For many years, the San Francisco Opera performed its annual "Spring Opera" series at the Curran.

In 1977, the Civic Light Opera shifted its operations to the Orpheum Theatre, and by the end of that year, Carole Shorenstein Hays and James M. Nederlander took over the operation of the Curran and launched their Best of Broadway season starting with John Raitt in the national tour of Shenandoah and including the West Coast debut of Annie. Later, Shorenstein changed the name of her organization to SHN, which continues to operate the Curran.


Broadway national tours have played at the Curran Theatre throughout its history. As operated by SHN, the Curran hosted five years of Andrew Lloyd Webber's The Phantom of the Opera, becoming the show's longest domestic run outside of NYC. Other significant long runs presented by SHN at the Curran include Les Misérables, Jersey Boys, They're Playing Our Song, as well as Lily Tomlin in Jane Wagner's The Search for Signs of Intelligent Life in the Universe.

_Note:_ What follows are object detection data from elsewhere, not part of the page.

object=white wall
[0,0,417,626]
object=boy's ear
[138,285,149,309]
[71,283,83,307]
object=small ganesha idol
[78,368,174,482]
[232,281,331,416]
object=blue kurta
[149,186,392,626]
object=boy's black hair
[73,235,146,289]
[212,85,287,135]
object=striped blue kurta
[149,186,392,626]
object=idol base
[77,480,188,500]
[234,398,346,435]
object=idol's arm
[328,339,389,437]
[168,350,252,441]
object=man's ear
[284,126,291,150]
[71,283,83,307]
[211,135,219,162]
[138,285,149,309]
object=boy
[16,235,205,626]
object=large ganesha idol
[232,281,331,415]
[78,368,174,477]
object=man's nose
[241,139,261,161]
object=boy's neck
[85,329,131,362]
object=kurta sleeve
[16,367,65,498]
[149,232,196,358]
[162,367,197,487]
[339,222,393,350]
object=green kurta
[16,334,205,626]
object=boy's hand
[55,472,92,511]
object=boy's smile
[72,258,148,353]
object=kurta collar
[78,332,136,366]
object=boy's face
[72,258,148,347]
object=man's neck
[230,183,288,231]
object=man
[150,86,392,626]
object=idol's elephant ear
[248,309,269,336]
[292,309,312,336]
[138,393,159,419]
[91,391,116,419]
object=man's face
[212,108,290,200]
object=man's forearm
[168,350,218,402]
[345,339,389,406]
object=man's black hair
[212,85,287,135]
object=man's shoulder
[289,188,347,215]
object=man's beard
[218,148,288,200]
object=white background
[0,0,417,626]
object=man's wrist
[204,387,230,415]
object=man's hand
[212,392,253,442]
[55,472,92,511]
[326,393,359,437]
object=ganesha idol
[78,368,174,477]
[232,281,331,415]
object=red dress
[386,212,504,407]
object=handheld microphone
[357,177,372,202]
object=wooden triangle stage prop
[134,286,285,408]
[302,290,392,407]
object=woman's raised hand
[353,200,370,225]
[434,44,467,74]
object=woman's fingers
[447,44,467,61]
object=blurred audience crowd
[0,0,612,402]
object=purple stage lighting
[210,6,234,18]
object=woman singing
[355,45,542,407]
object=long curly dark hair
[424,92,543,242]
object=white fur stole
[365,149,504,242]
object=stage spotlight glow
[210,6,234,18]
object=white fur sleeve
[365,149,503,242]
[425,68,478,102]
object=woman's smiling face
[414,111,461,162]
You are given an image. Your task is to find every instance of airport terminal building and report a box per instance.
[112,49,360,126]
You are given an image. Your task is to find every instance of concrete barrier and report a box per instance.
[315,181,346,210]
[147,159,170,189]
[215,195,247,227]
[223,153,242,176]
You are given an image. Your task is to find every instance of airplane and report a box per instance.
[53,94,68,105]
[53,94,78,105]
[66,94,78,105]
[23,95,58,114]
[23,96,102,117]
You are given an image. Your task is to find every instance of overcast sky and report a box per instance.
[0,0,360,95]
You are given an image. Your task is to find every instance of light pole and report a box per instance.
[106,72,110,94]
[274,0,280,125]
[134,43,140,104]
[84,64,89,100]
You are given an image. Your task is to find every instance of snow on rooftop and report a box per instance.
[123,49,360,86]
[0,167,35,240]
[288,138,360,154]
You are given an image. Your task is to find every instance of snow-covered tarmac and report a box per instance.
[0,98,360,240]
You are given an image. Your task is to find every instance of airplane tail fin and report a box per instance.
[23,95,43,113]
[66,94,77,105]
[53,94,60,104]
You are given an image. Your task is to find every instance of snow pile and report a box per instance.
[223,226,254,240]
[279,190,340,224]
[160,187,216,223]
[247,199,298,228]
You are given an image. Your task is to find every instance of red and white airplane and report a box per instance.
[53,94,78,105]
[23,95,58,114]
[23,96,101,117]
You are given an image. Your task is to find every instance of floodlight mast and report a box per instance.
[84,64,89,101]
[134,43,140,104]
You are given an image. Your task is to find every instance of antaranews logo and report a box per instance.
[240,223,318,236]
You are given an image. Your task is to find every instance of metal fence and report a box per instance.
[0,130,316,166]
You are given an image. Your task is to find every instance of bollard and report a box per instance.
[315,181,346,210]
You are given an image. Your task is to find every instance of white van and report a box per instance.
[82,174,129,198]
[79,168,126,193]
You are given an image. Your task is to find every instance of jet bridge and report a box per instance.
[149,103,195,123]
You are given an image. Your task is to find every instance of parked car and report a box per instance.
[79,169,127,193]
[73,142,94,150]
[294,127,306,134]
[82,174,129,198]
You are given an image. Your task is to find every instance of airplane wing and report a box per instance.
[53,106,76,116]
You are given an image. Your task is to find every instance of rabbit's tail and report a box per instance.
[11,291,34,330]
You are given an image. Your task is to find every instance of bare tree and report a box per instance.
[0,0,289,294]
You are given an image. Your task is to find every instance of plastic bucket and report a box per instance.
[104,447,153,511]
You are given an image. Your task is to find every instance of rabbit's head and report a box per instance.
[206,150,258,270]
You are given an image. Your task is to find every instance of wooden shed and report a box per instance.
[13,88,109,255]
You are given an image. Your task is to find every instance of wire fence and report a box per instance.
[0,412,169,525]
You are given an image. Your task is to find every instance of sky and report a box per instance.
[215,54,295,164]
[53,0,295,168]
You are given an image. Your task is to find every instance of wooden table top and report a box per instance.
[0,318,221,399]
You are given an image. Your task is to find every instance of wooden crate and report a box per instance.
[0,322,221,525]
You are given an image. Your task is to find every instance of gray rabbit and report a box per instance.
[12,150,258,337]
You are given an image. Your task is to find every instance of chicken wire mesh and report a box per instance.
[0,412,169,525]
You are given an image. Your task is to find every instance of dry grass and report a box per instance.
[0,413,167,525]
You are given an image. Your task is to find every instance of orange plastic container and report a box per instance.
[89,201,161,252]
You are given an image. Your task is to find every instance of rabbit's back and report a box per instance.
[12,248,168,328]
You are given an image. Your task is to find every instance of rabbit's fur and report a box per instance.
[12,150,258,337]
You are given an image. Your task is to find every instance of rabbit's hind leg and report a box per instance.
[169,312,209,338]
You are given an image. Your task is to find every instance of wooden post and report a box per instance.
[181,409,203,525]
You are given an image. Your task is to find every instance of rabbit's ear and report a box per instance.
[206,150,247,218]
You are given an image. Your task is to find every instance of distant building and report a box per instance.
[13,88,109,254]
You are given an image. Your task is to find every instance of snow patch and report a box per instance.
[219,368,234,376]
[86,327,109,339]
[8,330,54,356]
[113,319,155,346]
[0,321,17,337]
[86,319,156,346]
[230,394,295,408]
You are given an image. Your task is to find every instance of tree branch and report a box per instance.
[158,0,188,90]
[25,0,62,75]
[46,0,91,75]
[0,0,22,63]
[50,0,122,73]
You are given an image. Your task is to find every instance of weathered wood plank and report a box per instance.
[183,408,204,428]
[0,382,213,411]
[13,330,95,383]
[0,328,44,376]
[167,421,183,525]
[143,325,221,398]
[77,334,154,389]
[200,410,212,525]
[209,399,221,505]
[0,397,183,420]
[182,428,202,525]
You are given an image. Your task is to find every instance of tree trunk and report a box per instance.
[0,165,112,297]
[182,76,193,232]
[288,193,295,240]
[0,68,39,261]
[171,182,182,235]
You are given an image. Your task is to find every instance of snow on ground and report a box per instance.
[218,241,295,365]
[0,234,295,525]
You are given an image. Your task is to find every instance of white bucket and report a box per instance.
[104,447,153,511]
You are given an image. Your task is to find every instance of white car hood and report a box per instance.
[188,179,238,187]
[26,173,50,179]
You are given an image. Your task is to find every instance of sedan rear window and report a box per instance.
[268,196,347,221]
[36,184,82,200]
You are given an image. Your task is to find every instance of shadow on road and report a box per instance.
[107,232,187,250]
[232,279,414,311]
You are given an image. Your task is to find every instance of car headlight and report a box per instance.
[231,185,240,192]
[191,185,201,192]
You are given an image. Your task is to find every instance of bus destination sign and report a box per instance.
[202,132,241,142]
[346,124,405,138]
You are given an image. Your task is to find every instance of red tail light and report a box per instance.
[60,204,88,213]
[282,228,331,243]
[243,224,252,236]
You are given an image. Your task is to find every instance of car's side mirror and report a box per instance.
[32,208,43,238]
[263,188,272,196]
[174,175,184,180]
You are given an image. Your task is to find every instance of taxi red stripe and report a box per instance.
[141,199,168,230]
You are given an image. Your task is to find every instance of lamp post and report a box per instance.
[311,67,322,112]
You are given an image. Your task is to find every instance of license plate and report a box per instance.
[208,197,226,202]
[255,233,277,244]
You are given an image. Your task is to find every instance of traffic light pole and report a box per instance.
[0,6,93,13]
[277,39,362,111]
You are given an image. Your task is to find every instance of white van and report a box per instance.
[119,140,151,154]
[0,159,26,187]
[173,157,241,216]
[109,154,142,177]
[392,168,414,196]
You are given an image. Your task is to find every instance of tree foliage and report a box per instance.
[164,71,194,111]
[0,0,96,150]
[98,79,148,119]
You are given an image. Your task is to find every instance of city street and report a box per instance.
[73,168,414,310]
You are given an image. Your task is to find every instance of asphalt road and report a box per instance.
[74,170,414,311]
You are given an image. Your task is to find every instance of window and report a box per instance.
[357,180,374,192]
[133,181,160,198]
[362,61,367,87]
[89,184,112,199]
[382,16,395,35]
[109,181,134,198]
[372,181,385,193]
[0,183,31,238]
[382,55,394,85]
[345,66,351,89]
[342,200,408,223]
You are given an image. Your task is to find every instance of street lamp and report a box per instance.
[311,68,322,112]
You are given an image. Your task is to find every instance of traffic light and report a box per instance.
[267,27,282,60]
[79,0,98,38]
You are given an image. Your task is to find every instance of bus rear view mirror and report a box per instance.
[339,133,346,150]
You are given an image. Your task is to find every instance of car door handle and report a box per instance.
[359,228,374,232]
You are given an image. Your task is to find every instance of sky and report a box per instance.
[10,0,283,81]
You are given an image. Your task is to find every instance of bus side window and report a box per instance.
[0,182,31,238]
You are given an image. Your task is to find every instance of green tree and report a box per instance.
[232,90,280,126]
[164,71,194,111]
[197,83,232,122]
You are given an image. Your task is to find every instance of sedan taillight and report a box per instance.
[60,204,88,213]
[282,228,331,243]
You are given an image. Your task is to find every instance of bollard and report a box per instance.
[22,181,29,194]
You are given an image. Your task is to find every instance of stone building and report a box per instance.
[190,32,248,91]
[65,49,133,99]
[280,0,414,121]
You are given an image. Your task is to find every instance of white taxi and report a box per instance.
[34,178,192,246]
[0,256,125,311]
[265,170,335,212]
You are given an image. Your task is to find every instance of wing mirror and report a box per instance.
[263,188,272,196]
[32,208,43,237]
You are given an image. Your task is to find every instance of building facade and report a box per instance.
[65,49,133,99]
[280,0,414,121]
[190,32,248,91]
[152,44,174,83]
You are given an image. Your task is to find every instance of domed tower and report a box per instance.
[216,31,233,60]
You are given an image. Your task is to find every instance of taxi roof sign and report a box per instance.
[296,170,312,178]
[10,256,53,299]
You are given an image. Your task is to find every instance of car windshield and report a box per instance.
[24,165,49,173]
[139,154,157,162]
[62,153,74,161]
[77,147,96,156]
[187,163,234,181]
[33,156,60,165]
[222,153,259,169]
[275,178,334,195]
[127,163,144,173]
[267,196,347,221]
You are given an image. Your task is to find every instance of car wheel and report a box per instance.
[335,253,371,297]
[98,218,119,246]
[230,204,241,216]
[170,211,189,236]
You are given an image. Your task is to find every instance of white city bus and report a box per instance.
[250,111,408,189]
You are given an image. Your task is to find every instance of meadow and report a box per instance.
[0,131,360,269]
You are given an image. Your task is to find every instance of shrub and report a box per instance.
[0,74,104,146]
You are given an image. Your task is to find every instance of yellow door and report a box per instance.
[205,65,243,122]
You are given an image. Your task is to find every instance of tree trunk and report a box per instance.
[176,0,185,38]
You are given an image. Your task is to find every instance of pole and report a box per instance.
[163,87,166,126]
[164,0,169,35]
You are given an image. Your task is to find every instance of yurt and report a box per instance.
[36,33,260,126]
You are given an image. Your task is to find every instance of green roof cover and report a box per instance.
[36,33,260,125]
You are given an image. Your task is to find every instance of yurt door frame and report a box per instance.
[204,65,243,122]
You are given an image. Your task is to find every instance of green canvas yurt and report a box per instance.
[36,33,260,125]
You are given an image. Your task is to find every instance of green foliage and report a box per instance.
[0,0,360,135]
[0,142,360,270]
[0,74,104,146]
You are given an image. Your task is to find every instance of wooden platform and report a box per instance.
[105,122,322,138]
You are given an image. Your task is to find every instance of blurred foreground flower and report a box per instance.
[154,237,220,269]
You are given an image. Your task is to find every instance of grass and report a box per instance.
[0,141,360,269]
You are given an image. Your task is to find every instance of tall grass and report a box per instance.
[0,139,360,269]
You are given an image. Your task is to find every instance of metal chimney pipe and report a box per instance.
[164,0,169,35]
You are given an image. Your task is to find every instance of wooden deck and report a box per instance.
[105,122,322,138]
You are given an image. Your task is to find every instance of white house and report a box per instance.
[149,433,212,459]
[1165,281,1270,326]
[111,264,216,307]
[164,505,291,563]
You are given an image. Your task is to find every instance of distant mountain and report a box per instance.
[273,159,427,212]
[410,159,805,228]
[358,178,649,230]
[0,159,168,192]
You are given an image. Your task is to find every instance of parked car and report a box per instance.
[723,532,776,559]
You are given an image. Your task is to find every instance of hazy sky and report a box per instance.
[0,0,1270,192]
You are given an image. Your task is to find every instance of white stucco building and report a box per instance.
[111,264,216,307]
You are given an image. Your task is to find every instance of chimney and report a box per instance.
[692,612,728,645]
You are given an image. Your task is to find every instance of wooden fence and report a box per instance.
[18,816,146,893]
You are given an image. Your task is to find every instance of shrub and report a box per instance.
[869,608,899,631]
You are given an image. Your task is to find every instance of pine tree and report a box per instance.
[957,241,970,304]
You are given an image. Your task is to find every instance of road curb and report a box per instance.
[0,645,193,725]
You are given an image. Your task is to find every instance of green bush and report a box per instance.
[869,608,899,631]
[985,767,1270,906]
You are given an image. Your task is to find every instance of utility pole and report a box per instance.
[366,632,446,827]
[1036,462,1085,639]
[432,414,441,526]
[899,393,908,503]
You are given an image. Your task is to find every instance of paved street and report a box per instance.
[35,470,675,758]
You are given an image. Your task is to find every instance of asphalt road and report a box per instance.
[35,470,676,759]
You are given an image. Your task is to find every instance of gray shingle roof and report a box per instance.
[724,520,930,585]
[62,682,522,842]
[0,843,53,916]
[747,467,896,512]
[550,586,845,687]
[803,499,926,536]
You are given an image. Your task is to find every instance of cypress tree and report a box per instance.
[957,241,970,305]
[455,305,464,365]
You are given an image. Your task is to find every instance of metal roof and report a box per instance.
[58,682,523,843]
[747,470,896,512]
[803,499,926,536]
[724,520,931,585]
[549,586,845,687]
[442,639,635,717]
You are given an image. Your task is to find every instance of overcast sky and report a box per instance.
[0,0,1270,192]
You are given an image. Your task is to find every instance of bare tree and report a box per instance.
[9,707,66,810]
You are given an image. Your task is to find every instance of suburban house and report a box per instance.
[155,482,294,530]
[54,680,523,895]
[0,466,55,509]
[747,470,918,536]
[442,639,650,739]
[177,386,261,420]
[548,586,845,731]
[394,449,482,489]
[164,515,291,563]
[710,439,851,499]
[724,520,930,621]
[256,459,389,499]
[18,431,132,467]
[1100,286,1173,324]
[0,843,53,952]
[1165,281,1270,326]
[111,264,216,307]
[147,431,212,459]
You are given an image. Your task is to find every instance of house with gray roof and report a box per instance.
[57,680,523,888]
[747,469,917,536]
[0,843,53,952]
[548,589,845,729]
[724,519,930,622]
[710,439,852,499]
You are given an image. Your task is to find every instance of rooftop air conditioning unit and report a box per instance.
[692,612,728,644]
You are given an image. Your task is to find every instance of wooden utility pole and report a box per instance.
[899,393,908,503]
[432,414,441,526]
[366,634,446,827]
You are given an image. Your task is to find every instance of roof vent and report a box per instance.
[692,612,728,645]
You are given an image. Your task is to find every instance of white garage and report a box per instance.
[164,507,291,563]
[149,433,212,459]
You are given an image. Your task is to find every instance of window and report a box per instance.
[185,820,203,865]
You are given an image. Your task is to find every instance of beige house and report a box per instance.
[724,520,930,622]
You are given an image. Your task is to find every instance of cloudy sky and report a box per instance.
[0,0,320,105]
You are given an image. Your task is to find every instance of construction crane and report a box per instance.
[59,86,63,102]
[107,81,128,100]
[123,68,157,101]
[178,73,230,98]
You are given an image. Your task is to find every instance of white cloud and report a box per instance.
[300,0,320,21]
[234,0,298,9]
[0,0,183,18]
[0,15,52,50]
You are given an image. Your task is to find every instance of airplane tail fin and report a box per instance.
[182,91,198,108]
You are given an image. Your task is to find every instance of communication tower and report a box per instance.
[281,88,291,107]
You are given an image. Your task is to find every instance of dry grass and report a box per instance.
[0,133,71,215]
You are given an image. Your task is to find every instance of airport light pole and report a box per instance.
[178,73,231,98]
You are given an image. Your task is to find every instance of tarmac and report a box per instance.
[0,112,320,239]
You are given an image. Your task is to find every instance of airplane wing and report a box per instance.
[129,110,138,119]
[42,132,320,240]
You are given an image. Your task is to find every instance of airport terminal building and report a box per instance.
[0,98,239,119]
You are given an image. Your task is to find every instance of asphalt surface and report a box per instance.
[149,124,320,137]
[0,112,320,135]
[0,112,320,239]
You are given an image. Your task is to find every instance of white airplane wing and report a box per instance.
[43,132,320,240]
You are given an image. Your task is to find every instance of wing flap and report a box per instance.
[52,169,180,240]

The Curran has hosted more pre-Broadway engagements than any other theater in San Francisco. Productions that have been staged at the Curran prior to moving to Broadway have included A Chorus Line (revival) (2006)[1], Beautiful: The Carole King Musical (2013)[2], Biloxi Blues (1985), Brighton Beach Memoirs (1983), Carnival in Flanders (1953)[3], Dame Edna: Back With a Vengeance (2004)[4], Fences (1987)[5], Gigi (1973)[6], Hugh Jackman in Performance (2011)[7], Kismet (1953)[8], La Boheme (Baz Luhrmann's production) (2002)[9], Lennon (2006)[10], Lestat (2005-2006)[11], Magdalena: a Musical Adventure (1948)[12], Martin Short: Fame Becomes Me (2006)[13], Oliver! (1962)[14], Peter Pan (1954)[15], Pickwick (1965)[16], Ring of Fire (2006)[17], Show Girl (1959)[18], The Grand Tour (1978)[19], Three Wishes for Jamie (1951)[20], White Christmas (2004-2005)[21], and, most famously, Wicked (2003)[22].

Pop culture[edit]

In the 1950s, the theater was used for the interior and exterior scenes of a Broadway theater in the movie All About Eve. The original main floor interior lobby can be seen in this film. All the theater scenes were filmed at the Curran except for the dressing room interior. The television series The Streets of San Francisco filmed an episode inside and outside the Curran. In the program, the Curran is used as the setting for A.C.T. In reality, A.C.T. operates at the adjacent Geary Theatre which is also visible in some shots.